AIDS Day Events in Kenya Focus on Promoting Abstinence

Nairobi, Kenya - Timing their visit to coincide with World AIDS Day, Dec. 1, 2013, two women from Switzerland made a two-week tour of Kenya to teach an HIV/AIDS-prevention program that focuses on premarital abstinence.Nifa Isalano, a longtime HIV/AIDS-prevention activist, and Chantal Chételat Komagata, secretary general of UPF-Switzerland, shared the WAIT Training Curriculum with university students and young people across Kenya.

The two women began their national tour at Kenyatta University, the second-largest educational institution in the nation, located in a suburb of the capital, Nairobi.
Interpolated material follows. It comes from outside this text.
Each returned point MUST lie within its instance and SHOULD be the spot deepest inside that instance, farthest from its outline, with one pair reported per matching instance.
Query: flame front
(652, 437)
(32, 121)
There they presented the UPF lectures on HIV/AIDS prevention to about 100 students specializing in community-based development.

The next stop was the town of Eldoret in western Kenya, where at a family care center about 40 youths learned a WAIT skit and dances and were given T-shirts imprinted with a meaningful phrase in Swahili about waiting for the beloved one. The two speakers were supported and assisted by five Kenyatta University students and several of Mrs. Isalano’s relatives.

At the main event  on Dec. 1, the skit, dances and explanations particularly interested the press and the team appeared on national TV. Mrs. Chételat Komagata encouraged the authorities to invest more in character education as a means of preventing HIV/AIDS rather than only distributing free condoms and medicine.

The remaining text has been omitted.